The short answer is that Dreamhost are “variable”.
I’ve been a Dreamhost customer for about 3 years now, and I’ve seen some pretty wild thing happen.
They’ve had several major power outages which took down their entire datacentre. They’ve had significant network issues for a period of months. They had a major data security breach where someone managed to get several thousand usernames and passwords. And, to top it all off – they recently overcharged about half of their customers by several million US peso dollars. (It would have been up around 10 million, if it wern’t for a bug in their software).
Oh, and it’s probably worth mentioning that as I write this, all my sites are down, because the servers they’re on are being driven from one side of LA to the other.
Given all of the above, most ordinary, sane people would probably be shouting “run for the hills!” at the top of their lungs. And, in many cases people would be quite justified to run as far as they could from Dreamhost.
Here’s the thing, however – apart from the power issues (and the scheduled cluster move mentioned) my sites have worked just fine for the most part.
Yeah, there’s been times when a server has been down, or when some sort of glitch has slowed things down – but lets look at the big picture here for a second.
Dreamhost’s business is to sell reasonable quality webhosting, with large gobs of disk space and bandwidth, at a very cheap rate. I pay something like USD$20/month (on the old plans) for my Dreamhost service.
What do I get for that USD$20/month? I get to host 30-something sites, occupying 20GB of disk space, and transferring about 150GB per month. No, that’s not the limit, that’s what I’m actually using. This month. Dreamhost have absolutely no issue with me using a lot more than that – even if I went to TWENTY times that, I’d still be well under the limits of my account.
I also get the security that someone else will take care of the servers, and keep them patched and secure. In the event that something goes wrong, I can lodge a ticket and have someone else fix it at 3am.
So, does that mean I’d recommend Dreamhost to everyone? Heck no – there’s heaps of situations where I wouldn’t recommend Dreamhost.
Any time you answer “yes” or even “maybe” to the question “Will this being unavailable impact my business?”, you need to be looking at a managed hosting solution with a proper contract/service level agreement. Don’t pass go, don’t collect $200, and definitely don’t try reselling this to your customers.

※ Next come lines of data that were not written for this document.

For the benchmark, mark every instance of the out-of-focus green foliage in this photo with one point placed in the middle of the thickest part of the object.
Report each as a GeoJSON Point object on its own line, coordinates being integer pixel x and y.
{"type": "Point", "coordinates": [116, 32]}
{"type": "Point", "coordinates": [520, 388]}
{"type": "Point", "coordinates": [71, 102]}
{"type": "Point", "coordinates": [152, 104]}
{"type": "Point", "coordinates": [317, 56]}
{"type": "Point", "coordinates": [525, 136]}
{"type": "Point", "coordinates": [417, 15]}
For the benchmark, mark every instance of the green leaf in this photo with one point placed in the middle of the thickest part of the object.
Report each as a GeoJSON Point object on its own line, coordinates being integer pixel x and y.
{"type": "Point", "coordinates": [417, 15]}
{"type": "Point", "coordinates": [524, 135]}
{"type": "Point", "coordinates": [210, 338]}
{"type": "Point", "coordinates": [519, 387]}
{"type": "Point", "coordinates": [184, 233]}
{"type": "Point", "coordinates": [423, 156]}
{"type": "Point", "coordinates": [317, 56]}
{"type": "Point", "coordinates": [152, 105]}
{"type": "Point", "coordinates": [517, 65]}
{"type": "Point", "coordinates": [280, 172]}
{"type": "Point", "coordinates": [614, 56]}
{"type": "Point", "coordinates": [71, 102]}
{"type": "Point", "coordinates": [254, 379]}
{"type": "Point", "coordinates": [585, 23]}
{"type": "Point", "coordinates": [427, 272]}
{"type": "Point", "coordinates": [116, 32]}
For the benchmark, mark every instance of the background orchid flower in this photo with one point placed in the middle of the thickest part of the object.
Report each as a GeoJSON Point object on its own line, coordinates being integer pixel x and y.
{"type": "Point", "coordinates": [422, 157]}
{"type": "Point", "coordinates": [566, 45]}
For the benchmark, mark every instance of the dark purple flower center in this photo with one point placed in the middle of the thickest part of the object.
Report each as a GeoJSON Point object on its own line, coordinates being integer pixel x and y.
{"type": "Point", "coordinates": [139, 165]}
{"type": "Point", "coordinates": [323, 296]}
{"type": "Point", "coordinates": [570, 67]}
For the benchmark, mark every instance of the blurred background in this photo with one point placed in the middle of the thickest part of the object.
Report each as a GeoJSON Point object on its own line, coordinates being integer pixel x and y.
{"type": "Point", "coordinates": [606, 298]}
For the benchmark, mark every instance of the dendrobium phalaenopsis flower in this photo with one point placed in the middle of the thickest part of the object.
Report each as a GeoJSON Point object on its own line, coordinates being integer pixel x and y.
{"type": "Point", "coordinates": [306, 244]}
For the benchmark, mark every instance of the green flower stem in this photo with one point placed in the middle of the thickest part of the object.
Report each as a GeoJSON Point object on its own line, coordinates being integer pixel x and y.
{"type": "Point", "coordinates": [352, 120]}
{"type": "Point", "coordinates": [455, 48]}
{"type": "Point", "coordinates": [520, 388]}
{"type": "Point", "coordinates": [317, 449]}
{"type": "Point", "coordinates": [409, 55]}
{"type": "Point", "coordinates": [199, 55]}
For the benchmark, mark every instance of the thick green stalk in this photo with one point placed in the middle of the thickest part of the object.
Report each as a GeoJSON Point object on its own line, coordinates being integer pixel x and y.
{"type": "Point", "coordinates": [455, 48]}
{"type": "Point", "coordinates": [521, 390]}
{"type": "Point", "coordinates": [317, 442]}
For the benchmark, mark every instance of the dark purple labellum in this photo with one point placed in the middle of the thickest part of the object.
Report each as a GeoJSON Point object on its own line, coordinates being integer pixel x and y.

Dreamhost are also not suitable for a variety of “big” applications/sites – despite the label saying you can get 5TB of bandwidth and 500GB of disk space, actually using all of it is possible only under very specific conditions. Most of the time, anyone running a site that is that popular is going to be using so much of the resources on their server that they’re going to be causing issues for other users on the same server.
It’s like the speedo on your car, if you’re actually hitting 240KPH or 30,000RPM, something is going very very wrong, or is about to.
So, with that out of the way – I am actually starting to look for some dedicated server options – not because I don’t like Dreamhost (I do) – but simply because I want to do other things that I simply can’t do with Dreamhost.
My options are limited, because I want to be able to manage the server myself, I need a reasonably large amount of disk space and bandwidth quota, and I need to run Windows.
What are your experiences with Dreamhost, and/or dedicated hosting?